Even a relatively simple divorce involves a multi-step process. Thus, you should understand what is involved in a divorce procedure-wise. The stress of going through a divorce and wondering what’s next can be minimized when you know what actions and inputs are expected from you, your spouse, and your attorney.
In this post, we’d like to focus on two standard pre-trial divorce steps — Initial Status Conference (ISC) and divorce discovery. These two stages are rarely discussed but are highly impactful for reducing the cost and complexity of getting separated.
What is the Initial Status Conference?
The Initial Status Conference is your first formal encounter with the Colorado court. It’s scheduled within 42 days of the petition for divorce being filed and is mandatory to attend for both parties. Or else, your case may get dismissed.
The court may allow you to skip the ISC if:
- You have an uncontested divorce and jointly filed an Affidavit For Decree Without Appearance, a completed separation agreement, and all other court-required documents before the set date.
- You both have legal representation and your attorney filed a Stipulated Case Management Plan within 40 days after filing the petition.
If neither of the above is true, you are required to attend the ISC personally. During the meeting, the judge will provide you with the information on your case management process, collect extra mandatory divorce papers, and plan the divorce timeline. The court allows you to bring legal counsel to ISC, engage in preliminary discovery, and retain experts that could otherwise help your case. The judge, in turn, can schedule follow-up conferences, mediation, or a temporary orders hearing. Also, they will provide you with further information on setting a permanent orders hearing (if necessary).

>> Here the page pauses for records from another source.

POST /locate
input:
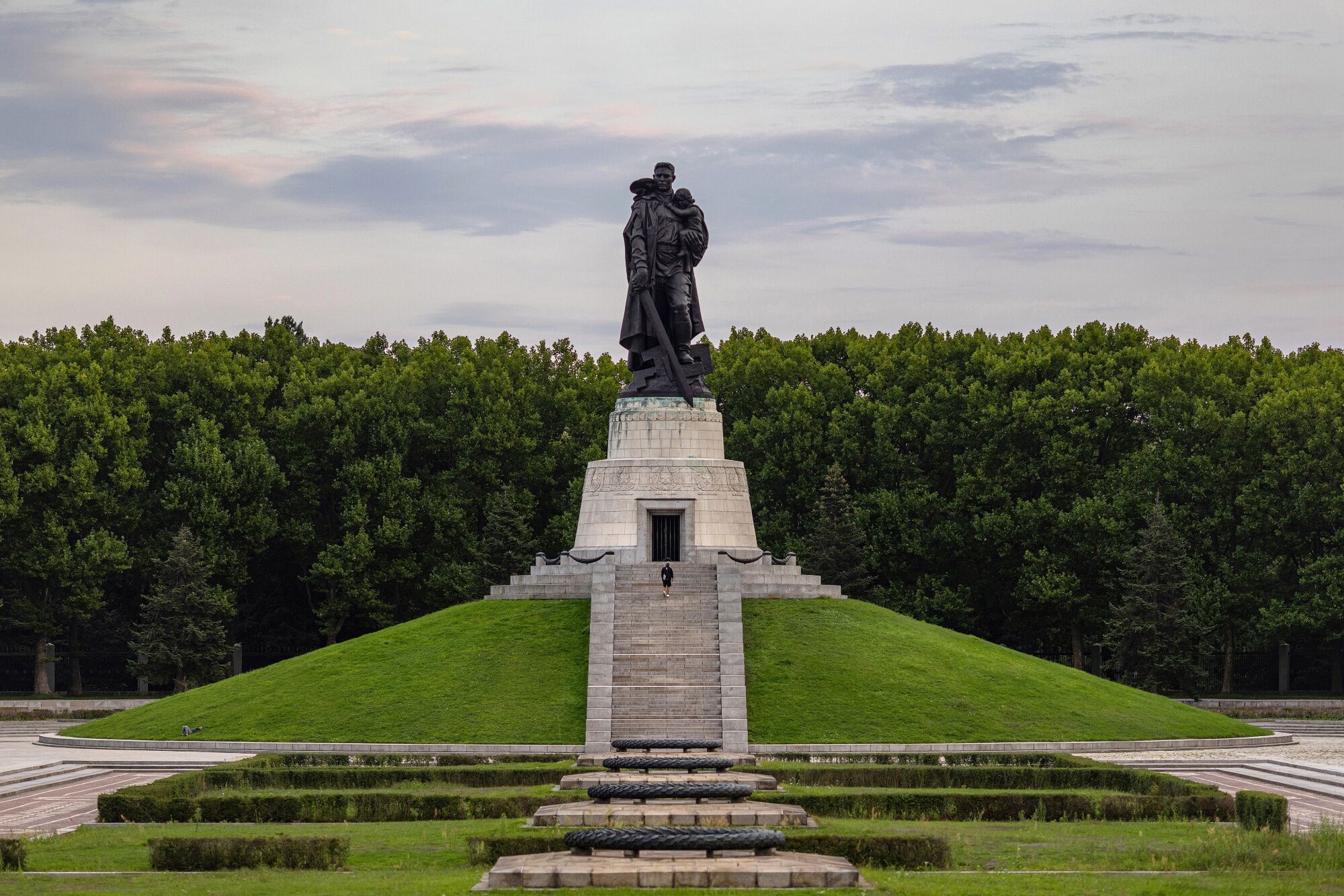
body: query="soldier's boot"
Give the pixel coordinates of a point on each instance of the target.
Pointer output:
(682, 339)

What is Divorce Discovery?
Colorado family law provides each spouse with the opportunity to request relevant information from the other. This pre-trial exchange process is known as ‘discovery’. Divorce discovery is held outside of the court. It’s not a mandatory legal procedure, but rather a tool attorneys use to help their clients build their case and reach better separation terms.

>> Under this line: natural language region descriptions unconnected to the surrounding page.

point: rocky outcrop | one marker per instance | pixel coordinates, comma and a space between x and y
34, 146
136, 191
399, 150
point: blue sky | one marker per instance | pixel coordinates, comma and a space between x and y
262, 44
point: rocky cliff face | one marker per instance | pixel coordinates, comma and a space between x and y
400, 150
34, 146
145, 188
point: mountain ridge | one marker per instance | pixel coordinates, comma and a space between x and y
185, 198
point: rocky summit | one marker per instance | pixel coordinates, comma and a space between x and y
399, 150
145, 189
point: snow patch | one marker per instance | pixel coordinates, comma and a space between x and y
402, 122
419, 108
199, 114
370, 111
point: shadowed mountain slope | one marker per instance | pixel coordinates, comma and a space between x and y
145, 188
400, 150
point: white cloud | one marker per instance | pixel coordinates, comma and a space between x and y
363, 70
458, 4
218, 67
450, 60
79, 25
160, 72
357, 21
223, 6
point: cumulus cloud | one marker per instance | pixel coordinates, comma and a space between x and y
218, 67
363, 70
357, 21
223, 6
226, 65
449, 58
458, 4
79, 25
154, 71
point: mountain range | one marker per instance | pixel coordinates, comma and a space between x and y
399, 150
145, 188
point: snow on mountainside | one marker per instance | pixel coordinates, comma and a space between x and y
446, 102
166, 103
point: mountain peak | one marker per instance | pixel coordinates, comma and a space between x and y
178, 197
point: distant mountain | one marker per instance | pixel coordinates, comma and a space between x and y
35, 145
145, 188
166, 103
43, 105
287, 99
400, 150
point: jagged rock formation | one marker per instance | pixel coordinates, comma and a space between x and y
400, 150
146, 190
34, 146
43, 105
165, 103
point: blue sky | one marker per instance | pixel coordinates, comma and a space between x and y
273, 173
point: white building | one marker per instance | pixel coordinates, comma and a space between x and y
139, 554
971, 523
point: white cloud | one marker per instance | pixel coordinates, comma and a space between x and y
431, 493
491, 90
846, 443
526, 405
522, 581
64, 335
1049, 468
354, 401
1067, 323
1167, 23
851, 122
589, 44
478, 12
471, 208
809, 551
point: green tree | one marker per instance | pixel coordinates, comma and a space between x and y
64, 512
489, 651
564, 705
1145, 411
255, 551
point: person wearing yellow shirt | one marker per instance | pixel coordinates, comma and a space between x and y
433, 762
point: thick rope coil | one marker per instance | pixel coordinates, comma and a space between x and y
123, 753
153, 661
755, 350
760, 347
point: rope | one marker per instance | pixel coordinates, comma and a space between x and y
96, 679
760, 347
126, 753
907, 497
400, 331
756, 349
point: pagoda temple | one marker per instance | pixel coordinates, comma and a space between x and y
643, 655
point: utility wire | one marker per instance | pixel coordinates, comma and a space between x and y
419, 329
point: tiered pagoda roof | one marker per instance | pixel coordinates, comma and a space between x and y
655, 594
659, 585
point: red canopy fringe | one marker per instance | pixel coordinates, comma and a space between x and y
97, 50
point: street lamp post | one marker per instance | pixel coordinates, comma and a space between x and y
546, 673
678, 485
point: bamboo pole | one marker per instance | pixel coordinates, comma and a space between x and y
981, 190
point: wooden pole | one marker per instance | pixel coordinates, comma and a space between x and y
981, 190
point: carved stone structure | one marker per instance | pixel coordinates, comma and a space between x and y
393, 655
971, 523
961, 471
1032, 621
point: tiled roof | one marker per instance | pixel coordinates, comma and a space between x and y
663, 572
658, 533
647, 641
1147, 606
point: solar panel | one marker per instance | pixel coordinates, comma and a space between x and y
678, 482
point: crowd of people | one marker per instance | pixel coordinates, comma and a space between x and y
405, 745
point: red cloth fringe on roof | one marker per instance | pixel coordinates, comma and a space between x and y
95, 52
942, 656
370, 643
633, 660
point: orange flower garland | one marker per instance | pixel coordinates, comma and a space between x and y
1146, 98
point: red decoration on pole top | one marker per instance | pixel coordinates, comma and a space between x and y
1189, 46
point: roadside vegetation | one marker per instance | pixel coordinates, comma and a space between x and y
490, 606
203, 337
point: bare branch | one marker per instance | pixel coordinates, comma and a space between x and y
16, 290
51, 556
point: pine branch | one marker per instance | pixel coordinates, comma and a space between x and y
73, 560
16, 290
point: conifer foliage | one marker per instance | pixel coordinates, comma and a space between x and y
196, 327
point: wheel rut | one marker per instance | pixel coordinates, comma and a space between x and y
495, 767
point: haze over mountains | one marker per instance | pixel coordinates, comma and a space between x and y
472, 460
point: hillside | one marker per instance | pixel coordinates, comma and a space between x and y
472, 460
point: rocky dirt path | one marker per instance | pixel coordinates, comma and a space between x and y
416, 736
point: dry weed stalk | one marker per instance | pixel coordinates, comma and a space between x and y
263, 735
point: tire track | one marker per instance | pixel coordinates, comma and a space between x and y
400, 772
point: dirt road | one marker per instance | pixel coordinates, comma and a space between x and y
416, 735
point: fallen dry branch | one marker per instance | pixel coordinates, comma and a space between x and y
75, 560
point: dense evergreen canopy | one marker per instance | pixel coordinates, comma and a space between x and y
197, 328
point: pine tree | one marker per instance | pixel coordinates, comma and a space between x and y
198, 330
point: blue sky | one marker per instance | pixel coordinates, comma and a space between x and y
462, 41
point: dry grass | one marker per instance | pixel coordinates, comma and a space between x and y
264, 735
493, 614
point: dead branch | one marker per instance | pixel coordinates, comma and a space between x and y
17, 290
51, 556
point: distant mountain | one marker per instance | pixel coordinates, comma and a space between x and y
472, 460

During discovery, your ex-spouse may submit written requests to you for various financial documents. Or ask you to sit down with their attorney for a deposition — an in-person session, aimed at collecting extra information about the case. In both cases, you must answer all the questions honestly as if you are under oath. Likewise, you may request discovery from your spouse.
How to Prepare For Divorce Discovery
Discovery can become heated during a contested divorce when either of the parties is not willing to collaborate. However, it can also be a rather lax phase if you mostly agree on all matters. In either case, if your spouse initiates a discovery, it’s best to get a lawyer too.
They will act on your behalf and ensure that you are providing the necessary amount of disclosures and aren’t put under unnecessary pressure by the other party’s attorney. They can also help you collect more information for your case and provide advice on all the necessary documents that you should produce for the next court-appointed event to move forward with your divorce.
Initial Status Conference vs Divorce Discovery
Initial Status Conference and divorce discovery are two important steps of the divorce process. ISC is set and led by the Colorado courts. It’s an orientation meeting of sorts, held to discuss your case with the judge, receive preliminary timelines, and guidelines on the next steps.
Divorce discovery takes place outside of the courtroom and can be initiated by the legal counsel of either party. Discovery aims to help both parties gather extra information and evidence to present at the subsequent court hearings.